Monday, December 28, 2015

Three Doors to Death: Review

Rex Stout's Three Doors to Death is a Nero Wolfe threesome--a collection of three short stories/novellas featuring that armchair detective genius Wolfe and his confidential assistant, secretary, and general Man Friday Archie Goodwin. Regular characters such as Fritz Brenner, Saul Panzer, Inspector Cramer, and Purley Stebbins also make their appearances and the stories run fairly true to the Stout formula. But it is such a successful formula--time after time, Wolfe has Archie gather the suspects for interrogation and comes through at the end with the culprit. These are so well-written that it works every time.

In "Man Alive" Paul Daumery was a successful designer preparing for the Fall fashion shows until the family received word that he had committed suicide. His niece Cynthia doesn't believe it--and Archie is prepared to talk his boss into taking on another case where they have to prove murder when suicide has been accepted. Except that isn't what Cynthia means. She doesn't believe it because she's certain she saw her uncle at last week's show. In disguise--but she's sure it was him and she wants Wolfe to find him. Paul Damery will be found all right. But he won't be alive. And it really is murder. Now Wolfe has to prove to Cramer that his client didn't do it.
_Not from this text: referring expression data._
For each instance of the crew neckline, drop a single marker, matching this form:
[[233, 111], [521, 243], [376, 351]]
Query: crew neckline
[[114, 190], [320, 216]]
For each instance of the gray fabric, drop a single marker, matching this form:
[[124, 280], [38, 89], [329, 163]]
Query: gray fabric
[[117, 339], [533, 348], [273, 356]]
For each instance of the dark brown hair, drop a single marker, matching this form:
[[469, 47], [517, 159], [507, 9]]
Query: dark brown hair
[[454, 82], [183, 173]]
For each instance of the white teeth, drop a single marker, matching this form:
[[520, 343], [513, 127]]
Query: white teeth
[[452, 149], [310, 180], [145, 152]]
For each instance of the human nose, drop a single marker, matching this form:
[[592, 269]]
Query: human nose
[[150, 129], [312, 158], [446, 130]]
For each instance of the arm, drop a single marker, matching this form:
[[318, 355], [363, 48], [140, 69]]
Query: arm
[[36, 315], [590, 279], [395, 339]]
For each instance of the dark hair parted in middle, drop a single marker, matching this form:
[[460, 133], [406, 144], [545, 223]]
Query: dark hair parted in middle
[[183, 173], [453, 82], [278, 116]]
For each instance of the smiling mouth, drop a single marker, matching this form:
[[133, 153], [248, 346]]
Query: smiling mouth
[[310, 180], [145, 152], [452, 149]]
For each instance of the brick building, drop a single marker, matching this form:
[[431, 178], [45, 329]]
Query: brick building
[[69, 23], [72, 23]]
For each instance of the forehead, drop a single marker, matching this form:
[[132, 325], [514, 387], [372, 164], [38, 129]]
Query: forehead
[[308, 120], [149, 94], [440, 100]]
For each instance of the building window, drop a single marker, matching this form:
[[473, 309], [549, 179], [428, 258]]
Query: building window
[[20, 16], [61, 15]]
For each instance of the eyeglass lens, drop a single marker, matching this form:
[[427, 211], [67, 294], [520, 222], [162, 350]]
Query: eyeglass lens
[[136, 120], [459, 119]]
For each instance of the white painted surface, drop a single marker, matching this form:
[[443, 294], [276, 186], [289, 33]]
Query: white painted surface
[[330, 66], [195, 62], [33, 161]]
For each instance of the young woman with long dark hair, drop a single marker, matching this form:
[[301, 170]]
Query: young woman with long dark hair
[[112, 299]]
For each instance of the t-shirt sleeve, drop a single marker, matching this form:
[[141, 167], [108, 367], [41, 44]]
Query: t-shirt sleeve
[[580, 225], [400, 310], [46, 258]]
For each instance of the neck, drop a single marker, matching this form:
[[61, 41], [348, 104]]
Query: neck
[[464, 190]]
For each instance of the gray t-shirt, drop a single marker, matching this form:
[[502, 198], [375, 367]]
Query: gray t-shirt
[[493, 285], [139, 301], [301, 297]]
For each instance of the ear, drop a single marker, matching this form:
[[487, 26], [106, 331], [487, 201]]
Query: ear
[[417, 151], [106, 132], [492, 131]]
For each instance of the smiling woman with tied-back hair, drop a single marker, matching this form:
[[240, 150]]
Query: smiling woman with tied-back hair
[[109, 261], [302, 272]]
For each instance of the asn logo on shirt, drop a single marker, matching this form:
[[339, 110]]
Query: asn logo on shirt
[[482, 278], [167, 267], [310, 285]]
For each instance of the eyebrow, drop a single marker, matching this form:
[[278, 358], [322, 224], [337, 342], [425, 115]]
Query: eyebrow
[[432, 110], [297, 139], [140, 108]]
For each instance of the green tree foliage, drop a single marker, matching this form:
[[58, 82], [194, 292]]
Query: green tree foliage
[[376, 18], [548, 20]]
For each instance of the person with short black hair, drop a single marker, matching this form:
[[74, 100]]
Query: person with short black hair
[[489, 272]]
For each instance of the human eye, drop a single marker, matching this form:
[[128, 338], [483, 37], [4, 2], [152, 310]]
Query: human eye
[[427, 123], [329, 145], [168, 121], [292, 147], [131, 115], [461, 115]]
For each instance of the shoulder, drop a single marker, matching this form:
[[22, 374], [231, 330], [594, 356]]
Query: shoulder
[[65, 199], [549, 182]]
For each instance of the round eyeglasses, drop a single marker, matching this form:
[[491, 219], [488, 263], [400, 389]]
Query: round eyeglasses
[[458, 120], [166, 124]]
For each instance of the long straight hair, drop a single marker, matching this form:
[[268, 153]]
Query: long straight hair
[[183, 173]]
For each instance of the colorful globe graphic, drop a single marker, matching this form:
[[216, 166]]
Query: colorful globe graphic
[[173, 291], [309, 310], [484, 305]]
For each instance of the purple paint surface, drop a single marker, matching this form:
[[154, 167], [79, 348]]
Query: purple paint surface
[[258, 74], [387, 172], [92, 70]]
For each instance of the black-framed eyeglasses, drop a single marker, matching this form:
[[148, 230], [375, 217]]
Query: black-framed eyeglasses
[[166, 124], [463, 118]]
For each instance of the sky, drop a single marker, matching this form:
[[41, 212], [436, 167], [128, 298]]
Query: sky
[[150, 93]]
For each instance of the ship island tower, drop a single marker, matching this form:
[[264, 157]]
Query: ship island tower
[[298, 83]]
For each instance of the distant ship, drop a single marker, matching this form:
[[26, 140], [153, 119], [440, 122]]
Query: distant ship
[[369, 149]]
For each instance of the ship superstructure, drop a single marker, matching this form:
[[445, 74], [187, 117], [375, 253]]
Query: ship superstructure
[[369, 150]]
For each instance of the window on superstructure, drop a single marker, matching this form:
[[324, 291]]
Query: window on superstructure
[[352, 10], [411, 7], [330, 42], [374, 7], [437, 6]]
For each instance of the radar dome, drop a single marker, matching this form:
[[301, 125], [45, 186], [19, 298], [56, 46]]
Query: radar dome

"Omit Flowers" is almost more Archie's story than Wolfe's. When Wolfe's friend Marko Vukcic asks him to prove that another chef (Marko's mentor) is innocent of murder, Archie must use his brains and observational skills to find a wedge that will open up the Whitten/Landry clan for investigation. If Virgil Pompa didn't murder Floyd Whitten, then one of that clan did. With the wedge Archie provides, Wolfe is able to bring the crime home to the appropriate villain.

"Door to Death" sees Nero Wolfe making one of his rare excursions away from the brownstone. This time he is in search of a substitute for his absent gardener Theodore. Theodore has been called away to his sick mother and the poor orchids are in need of expert care. Archie and his boss make for the wilds of north Westchester to steal Andy Krasicki from Joseph Pitcairn's greenhouse. But before they can make their get-away, a dead woman is found among the plants and Andy is the prime suspect. Wolfe shows just what he's willing to give up in order to prove Andy innocent and have someone competent caring for his plants. He misses both lunch and dinner at home, treks cross-country, not once, but twice, and falls down repeatedly in the snow and mud. Oh...and he traps a killer as well.

An excellent collection of short stories. ★★★★

1 comment:

fredamans said...

Now this one is familiar to me. I do believe it is one I read as a kid in my grandfather's rec room. He had so many of these but this one I remember. Great review, brings back memories!